Aku dan Dini hendak keluar dan jalan-jalan di taman kota siang ini andaikan saja ibu Dini tidak mengetuk pintu kamar dan mengatakan pada kami bahwa ada ayah di luar. Ayahmu datang menjemputmu, Ria, kata ibu Dini.

“Apa?! Ayah datang menjemput?”

Ibu Dini mengangguk. Aku memandangi Dini. Seorang gadis dewasa dan sudah sarjana, dijemput ayahnya di siang bolong seperti ini dan disuruh segera pulang? Aku menemukan kalimat tanya itu di gurat ketakpercayaan Dini. Ah, kalau saat ini bisa kupandangai sendiri wajahku di cermin, mestinya akan aku dapati pula raut wajah Dini di wajahku. Seletah berpamitan pada ibu Dini, aku pun mengambil tasku lalu melangkah keluar kamar. Di depan rumah Dini, ayah sudah menungguku di atas motornya dengan sebuah senyum manis menenangkannya yang tak pernah bisa kulawan.

***

Suara dua orang yang tengah bercerita dan suara televisi dengan volume netral di ruang keluarga, membuat telingaku terjaga dan hingga akhirnya seluruh inderaku ikut terjaga pula. Aku melihat bekerku. Pukul 01.14 pagi yang tertera di sana. Siapa yang ngobrol dan nonton TV di tengah malam begini? Kutajamkan pendengaranku. Dan,

Oh! Itu suara ayah dan ibu.

Aku membuka pintu kamar dengan pelan. Sangat pelan. Derit pintunya bahkan tidak terdengar. Di depan televisi yang menyala aku melihat ibu dan ayah duduk bersebelahan di atas sofa sambil nonton. Posisi mereka membelakangiku karena kamarku tepat di depan televisi itu. Mata ayah tidak lepas dari layar televisi yang tengah menayangkan permainan bolakaki Liga Inggris. Ayah memang sangat hobi dengan sepak bola dan ibu rupanya menemani suaminya nonton permainan olahraga kesukaannya di malam yang telah melewati tengahnya ini. Ketika timing permainan sepakbola babak pertama selesai, ibu membuka suara lagi setelah tadi obrolan mereka sempat terhenti.

“Tadi sore Ria curhat sama ibu, Yah.”

“Curhat? Curhat tentang apa, Bu?”

“Katanya semenjak dia pulang dari Makassar, ayah selalu melarang-larang dia keluar rumah. Dia merasa ayah seperti mengungkunginya di dalam rumah. Mau pergi kemanapun selalu ayah tanyakan: mau pergi ke mana, Ria? Dan kalaupun ayah izinkan dia keluar rumah, palingan dua jam kemudian sudah harus pulang lagi. Bahkan ayah datang menjemputnya seperti tadi siang di rumah Dini.”

Oh, Ternyata keluhanku sore tadi, ibu sampaikan pada ayah malam ini. Aku penasaran apa jawaban ayah. Aku pun melihat reaksi ayah. Beliau hanya diam.

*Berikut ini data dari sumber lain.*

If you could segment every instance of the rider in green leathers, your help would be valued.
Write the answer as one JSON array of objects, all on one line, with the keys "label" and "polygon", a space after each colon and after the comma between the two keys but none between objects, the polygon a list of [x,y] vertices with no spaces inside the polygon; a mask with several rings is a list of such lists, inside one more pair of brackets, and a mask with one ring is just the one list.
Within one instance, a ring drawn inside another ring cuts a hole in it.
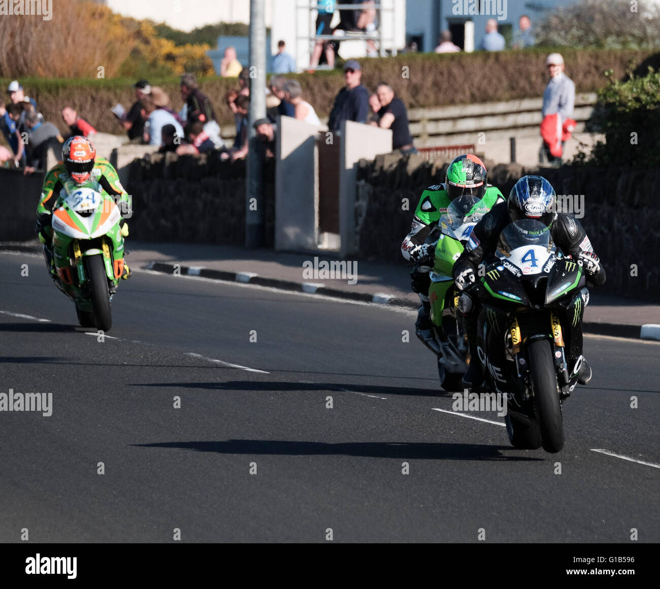
[{"label": "rider in green leathers", "polygon": [[[419,295],[420,304],[415,322],[417,337],[436,353],[440,348],[434,345],[435,335],[430,316],[430,302],[428,289],[430,285],[429,271],[433,268],[435,250],[433,244],[440,233],[438,221],[447,211],[447,207],[455,199],[461,196],[475,196],[483,199],[484,208],[490,210],[495,204],[504,202],[502,193],[488,184],[488,174],[483,162],[475,155],[467,154],[455,158],[447,169],[444,184],[429,186],[422,193],[415,210],[410,233],[401,244],[403,257],[414,263],[411,277],[412,290]],[[439,299],[444,300],[444,294],[453,283],[451,275],[446,281],[440,280],[446,286],[441,289]],[[442,304],[442,302],[441,302]],[[434,317],[438,328],[442,319]]]}]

“Kemarin itu Ria nanya sama ibu, Jum, dan Fiqri tentang perubahan sikap ayah. Kami jawabnya ayah tidak berubah. Ayah yang sekarang, sama saja dengan ayah yang dulu. Tapi rupanya kami tidak menyadari itu karena sikap ayah memang tidak berubah pada kami bertiga. Ayah hanya berlaku lain pada Ria saja. Sebenarnya ada apa, Yah? Mengapa ayah melarang Ria keluar rumah? Padahal waktu eSeMPe dan eSeMA dulu, ayah tidak begitu. Ria ‘kan sudah sudah dewasa. Sarjana pula. ‘Kok ayah malah melarang-larang dia keluar rumah? Ada apa, Yah?”

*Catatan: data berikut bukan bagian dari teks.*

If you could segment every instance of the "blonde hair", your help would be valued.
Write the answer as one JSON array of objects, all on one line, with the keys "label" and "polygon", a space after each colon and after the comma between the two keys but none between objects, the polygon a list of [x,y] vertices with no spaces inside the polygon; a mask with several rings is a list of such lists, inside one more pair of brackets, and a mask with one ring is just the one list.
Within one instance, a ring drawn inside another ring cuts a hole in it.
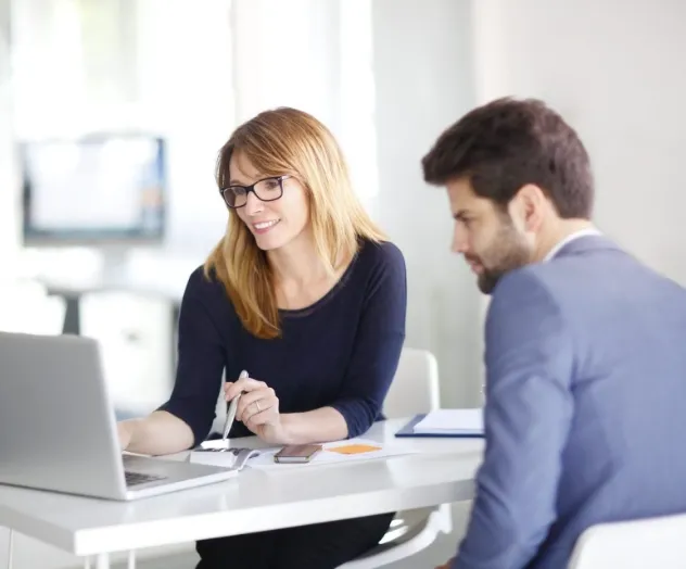
[{"label": "blonde hair", "polygon": [[[319,257],[333,273],[343,255],[355,254],[360,239],[385,237],[355,194],[347,165],[331,132],[312,115],[295,109],[265,111],[236,129],[219,151],[216,178],[229,186],[229,163],[241,152],[266,176],[292,175],[308,195],[309,222]],[[204,265],[224,284],[236,312],[257,338],[281,333],[272,274],[266,253],[250,229],[229,208],[226,235]]]}]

Ayah masih diam sambil menunduk. Lama ayah dikepung laku itu, sampai sejurus kemudian iya berkata,

“Ria itu anak perempuan kita satu-satunya, Bu. Dia sekarang sudah sarjana. Sudah dewasa. Yah, ayah tahu itu. Namun, justru karena dia sudah dewasa dan sudah sarjana itulah ayah harus membatasi kebebasannya keluar rumah seperti dulu. Dia mesti lebih banyak menghabiskan waktunya di rumah, Bu. Harus! Selama masih ada kesempatan, Ria patut berada terus di rumah ini. Ibu tahu mengapa?”

Ibu menggeleng. Aku semakin penasaran. Ayah melanjutkan kalimatnya,

“Ria harus menghabiskan waktunya di rumah selama masih ada kesempatan. Karena kita tidak akan pernah tahu, Bu. Mungkin besok, mungkin lusa, mungkin minggu depan, dan mungkin tak akan lama lagi, seorang lelaki asing akan datang dan akan sesegera membawa anak perempuan kita satu-satunya itu keluar dari rumah ini. Anak perempuan kita satu-satunya itu mungkin akan sesegera menikah, kemudian menjadi istri orang dan meninggalkan kita, Bu.”

Ibu tercekat. Aku juga tercekat. Mata ayah memandang kosong ke arah televisi. Aku menemukan embun bergelantungan di matanya yang memandang kosong itu. Aku beku di belakang celah pintu.

Oh ayah... Begitukah rupanya perubahan sikapmu?

Dan embun di mata ayah akhirnya berpindah di mataku dan di mata ibu, yang tak lama kemudian langsung berubah menjadi rintik-rintik hujan yang terdengar berjatuhan di genteng rumah kami di luar sana.

***

: Untuk para Ayah di seluruh dunia.

Makassar-Kampus Unmuh Malang, di Agustus yang telah tua, 2010.